The Osgood's lemma in complex analysis says that if $f \colon \mathbb{C}^n \to \mathbb{C}$ a continuous function such that $f|_{L}$ is holomorphic for every complex line $L \subset \mathbb{C}^n$, then $f$ is holomorphic. I wonder if there is the following geometric analogue of Osgood's lemma:
Let $X$ be a complex manifold and $A \subseteq X$ a subset (maybe not too bad, say a submanifold, or maybe it also has some singularities...).
Question. Assume that for every holomorphic curve $C \subset X$ the intersection $A \cap C$ is analytic in $C$ (the latter just means that either $C \subseteq A$ or $A \cap C$ is a discrete set). Is it true that $A$ is analytic?

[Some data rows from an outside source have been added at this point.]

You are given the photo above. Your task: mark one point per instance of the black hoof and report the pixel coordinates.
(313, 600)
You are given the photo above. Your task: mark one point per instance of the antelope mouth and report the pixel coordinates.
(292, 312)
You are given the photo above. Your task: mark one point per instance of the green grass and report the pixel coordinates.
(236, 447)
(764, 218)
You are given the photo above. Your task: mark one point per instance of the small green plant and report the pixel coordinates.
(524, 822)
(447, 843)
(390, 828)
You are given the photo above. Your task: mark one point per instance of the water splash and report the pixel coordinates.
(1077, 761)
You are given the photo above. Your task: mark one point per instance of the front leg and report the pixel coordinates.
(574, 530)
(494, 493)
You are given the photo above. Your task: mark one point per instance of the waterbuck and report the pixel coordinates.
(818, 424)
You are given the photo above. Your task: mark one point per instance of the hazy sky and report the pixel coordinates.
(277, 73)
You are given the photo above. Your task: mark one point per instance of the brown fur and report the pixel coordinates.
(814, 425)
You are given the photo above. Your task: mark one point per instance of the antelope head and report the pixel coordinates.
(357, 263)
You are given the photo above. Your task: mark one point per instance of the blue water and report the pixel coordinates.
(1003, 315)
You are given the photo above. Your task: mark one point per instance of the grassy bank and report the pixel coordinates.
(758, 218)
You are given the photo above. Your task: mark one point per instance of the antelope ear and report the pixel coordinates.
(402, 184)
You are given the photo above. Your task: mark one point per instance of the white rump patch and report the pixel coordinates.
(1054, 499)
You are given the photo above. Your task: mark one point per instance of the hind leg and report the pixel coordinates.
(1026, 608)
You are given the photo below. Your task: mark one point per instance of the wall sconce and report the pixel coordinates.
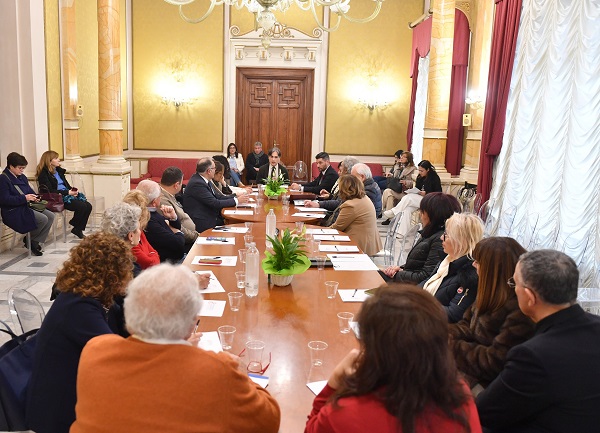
(476, 102)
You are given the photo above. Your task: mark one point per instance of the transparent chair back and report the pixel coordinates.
(26, 311)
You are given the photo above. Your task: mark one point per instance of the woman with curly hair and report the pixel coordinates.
(97, 270)
(402, 378)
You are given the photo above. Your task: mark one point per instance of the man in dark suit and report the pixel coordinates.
(254, 161)
(200, 201)
(273, 168)
(324, 181)
(550, 383)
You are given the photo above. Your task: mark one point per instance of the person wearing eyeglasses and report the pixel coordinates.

One can also ask, is it true that if the intersection of $A \subset \mathbb{C}^n$ with every complex line $L \subset \mathbb{C}^m$ is analytic, then $A$ is analytic. I think this question is stronger, i.e. an affirmative answer to it will also imply a positive answer on the first one by considering a Stein cover and arguing locally.
UPD.: Of course I do not assume the test-curves to be closed, since closed holomorphic curves can simply not exist, as many commentators point out. The question is local, so it can be phrased as follows. Let $U$ be a small neighbourhood of $0$ in $\mathbb{C}^n$ and $A \subset U$ a closed subset. Assume that for every holomorphic embedding of a disk $f \colon \Delta \to U$ with $f(0) \in A$ either $f(\Delta) \subseteq A$ or $f(0)$ is an isolated point in $f(\Delta) \cap A$. Is it true that $A$ is analytic?